Pixel 4’s salt radar technology is back in the form of an open source API.
Photography: Sam Rutherford / Gizmodo

Google only quietly discovered the open-source API standard so-called Ripple based on Salt radar technology company. The radar was partly responsible for the weakest features of Google Pixel 4, but it’s also the way Google tracks sleep in the latest Nest Hub and opens the door to really interesting uses.

The API is for devices with frequency-modulirano ccontinuous-wave (or FMWC) sensors, which are also used in gadgets like smart sleep monitoring bulbs which Sengled announced at CES.

Google’s ATAP division, which also worked on Soli, stands behind this launch. Car manufacturer Ford and Blumio, a company working on blood pressure sensors, are the first consumer brands you can jump on with Ripple. Ford told The Verge it plans to test Ripple’s use as “advanced exterior radar” for its Co-Pilot360 driver assistance technology.

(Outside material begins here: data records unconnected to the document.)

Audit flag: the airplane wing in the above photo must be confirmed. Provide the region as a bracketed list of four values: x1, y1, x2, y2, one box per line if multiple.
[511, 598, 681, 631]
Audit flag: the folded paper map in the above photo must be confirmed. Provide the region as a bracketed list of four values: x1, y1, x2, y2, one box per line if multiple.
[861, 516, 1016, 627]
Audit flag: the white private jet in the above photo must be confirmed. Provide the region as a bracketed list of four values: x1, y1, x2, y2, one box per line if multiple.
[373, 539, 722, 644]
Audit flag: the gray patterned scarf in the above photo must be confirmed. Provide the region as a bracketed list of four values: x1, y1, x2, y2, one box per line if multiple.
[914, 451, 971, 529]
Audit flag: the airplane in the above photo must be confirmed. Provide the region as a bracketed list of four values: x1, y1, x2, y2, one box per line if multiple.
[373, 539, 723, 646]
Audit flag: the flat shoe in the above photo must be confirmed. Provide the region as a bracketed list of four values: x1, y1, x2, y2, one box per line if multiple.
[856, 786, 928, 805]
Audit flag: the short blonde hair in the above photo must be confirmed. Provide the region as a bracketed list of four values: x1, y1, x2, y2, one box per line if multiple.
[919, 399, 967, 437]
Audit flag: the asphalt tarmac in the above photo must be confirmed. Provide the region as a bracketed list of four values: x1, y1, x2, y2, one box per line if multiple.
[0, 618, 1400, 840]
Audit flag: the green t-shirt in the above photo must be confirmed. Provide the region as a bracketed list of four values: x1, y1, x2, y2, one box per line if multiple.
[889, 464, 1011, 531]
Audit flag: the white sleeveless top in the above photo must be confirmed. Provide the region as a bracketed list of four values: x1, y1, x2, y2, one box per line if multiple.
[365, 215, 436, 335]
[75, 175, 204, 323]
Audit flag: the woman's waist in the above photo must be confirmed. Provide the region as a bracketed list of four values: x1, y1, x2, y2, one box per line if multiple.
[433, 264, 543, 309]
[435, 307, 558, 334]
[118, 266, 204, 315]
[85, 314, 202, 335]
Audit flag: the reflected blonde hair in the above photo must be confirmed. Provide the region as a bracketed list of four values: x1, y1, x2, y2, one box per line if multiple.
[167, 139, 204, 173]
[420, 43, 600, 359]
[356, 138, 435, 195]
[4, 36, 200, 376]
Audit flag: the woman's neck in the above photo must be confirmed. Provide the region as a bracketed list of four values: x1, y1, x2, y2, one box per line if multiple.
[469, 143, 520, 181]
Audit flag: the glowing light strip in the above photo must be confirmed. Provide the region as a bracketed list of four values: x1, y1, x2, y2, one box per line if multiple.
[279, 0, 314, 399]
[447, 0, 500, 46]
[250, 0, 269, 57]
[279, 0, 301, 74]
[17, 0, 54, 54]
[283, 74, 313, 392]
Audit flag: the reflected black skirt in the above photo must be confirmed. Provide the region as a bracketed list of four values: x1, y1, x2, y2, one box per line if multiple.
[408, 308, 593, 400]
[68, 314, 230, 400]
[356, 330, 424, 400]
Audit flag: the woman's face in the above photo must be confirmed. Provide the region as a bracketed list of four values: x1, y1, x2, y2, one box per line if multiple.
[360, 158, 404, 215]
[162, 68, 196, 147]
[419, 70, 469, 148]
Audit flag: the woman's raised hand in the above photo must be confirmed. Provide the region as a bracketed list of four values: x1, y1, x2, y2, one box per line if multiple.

Component manufacturers such as Texas Instruments, Infineon and NXP have also signed up to help with development.

Interestingly, the Association of Consumer Technologies (CTA), a trade organization behind CES, launches an incentive for companies to get involved. The CTA offers a wealth of documentation on getting started with Ripple, which means adoption is possible across the industry.

Opening Ripple to other developers is exciting because it is a relatively non-invasive technology that can be used in interesting ways. However, it took some time for Google to realize this. When Google launched Pixel 4 with Soli radar baked inside, it failed because it wasn’t the right place for technology. All the radar did at Pixel was that it allowed you to hands-free go through the music and quickly unlock the device. That didn’t change the game in the slightest.

Soli made more sense in the second generation Nest Hub, where Google uses it to enable sleep-monitoring from a wearable device. Radar can detect how deep you sleep and even help determine if you are snoring. It can also be used to track how people are moving around the room or how many people are in the building.

Another great attraction of Ripple is that radar tracking technology does not rely on a microphone or motion camera, making it easier to sell companies that want to produce products that are more privacy-conscious.. Ivan Poupyrev, Google’s ATAP Director of Engineering charged it as a technology that can help address “critical use cases in a manner that respects privacy”.

Amazon has also adopted radar-based monitoring, even from the FCC to make their own bedside device. It is unclear whether some companies will use radar for the better serve you ads, but anything is possible.